Subsequently, there was often a sense of an internal struggle to control the self-concept, in which internalised notions that symptoms were not real or were a ’normal’ part of menstruating were pitted against a sense that symptoms were real and valid:
‘You feel like something’s there but you keep getting told that nothing’s there and then it’s this anxiety of, I’m imagining things. I don’t know what’s real and what’s not anymore’. [Indra].
Despite the wide-reaching impact of endometriosis on the self-concept, there was a determination not to allow endometriosis to completely seize the identity:
‘it doesn’t define me, this is just something that I deal with and I cope with’. [Sarah].

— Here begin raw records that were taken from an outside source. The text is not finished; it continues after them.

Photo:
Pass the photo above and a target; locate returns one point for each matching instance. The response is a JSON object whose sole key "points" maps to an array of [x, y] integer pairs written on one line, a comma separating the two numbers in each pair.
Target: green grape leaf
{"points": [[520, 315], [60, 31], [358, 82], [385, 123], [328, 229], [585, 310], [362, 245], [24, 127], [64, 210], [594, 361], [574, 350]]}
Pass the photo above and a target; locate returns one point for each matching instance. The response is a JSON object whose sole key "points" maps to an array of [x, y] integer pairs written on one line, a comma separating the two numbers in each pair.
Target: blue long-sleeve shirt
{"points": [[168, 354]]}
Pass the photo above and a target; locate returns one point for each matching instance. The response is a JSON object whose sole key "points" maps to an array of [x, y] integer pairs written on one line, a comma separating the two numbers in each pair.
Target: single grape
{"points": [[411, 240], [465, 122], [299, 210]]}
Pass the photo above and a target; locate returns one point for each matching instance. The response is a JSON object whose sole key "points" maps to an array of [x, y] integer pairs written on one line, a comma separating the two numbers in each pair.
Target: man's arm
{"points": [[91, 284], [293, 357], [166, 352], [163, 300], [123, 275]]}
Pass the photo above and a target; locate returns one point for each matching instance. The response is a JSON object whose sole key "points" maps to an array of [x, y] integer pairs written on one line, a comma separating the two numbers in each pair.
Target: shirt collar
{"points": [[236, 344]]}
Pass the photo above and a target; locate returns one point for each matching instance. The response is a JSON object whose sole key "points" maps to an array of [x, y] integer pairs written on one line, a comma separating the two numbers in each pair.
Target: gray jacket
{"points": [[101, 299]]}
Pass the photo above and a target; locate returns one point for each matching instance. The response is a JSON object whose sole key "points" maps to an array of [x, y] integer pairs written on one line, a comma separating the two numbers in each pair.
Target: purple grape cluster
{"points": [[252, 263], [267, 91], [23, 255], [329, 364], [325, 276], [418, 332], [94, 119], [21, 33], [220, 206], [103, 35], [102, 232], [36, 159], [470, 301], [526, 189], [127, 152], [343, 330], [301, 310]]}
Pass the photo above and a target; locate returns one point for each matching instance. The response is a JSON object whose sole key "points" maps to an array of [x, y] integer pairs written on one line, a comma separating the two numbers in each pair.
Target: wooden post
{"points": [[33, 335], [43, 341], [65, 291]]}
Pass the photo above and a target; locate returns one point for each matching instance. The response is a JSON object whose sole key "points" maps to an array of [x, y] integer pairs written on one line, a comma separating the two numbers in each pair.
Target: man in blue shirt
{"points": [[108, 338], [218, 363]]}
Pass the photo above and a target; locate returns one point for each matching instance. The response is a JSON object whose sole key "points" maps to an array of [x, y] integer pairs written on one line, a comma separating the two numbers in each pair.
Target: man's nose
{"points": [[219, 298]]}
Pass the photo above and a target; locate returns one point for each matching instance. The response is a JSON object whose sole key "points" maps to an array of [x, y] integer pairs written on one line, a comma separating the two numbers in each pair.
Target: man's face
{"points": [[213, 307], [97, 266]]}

Additionally, some reflected on the positive ways in which endometriosis had shaped their identity, specifically highlighting patience, resilience and strength:
‘it’s only recently that I’ve looked back on everything and thought you know what, I am strong, [. . .] I’ll push for things and I’m brave and I’ll talk about things and I’m not shy about it and, um, you know, I think that’s sort of changed my identity’. [Alina].
Theme 3: Complex emotional responses
Participants’ endometriosis-related experiences prompted several emotions. Emotions varied widely but can be separated into two categories: (i) endometriosis as an emotional burden; (ii) endometriosis as a facilitator of emotional strength. Participants generally described emotions in each of these categories, highlighting the complexity of their feelings surrounding endometriosis.
Endometriosis as an emotional burden
Frustration was the most prominent emotion described in relation to participants’ experiences of endometriosis. This often stemmed from knowledge of the incurable and progressive nature of endometriosis, and the lack of effective treatment. The unknown cause of endometriosis also elicited feelings of frustration:
‘How are there people that don’t end up suffering? Obviously you wouldn’t wish it on anyone but it’s just that understanding of why certain people get it and why other people don’t and it makes you feel frustrated’ [Jenny].
Widespread misunderstanding and the minimisation of participant experiences in medical settings was also a common source of frustration:
‘It’s been frustrating that no-one would take me seriously, frustrating that lead times on appointments were too long, frustrating that, you know, it’s something we’ve known about for hundreds of years and yet we still don’t know anything about it’. [Becky].
Frustration preceded feelings of anger for many participants. Anger was often intertwined with the anticipated negative impact of endometriosis on the life trajectory and identity, and linked with feelings of powerlessness:
‘I am raging inside that I’ve got to be kind of forced into a position of being weak and not being able to do what I want to do’. [Reece].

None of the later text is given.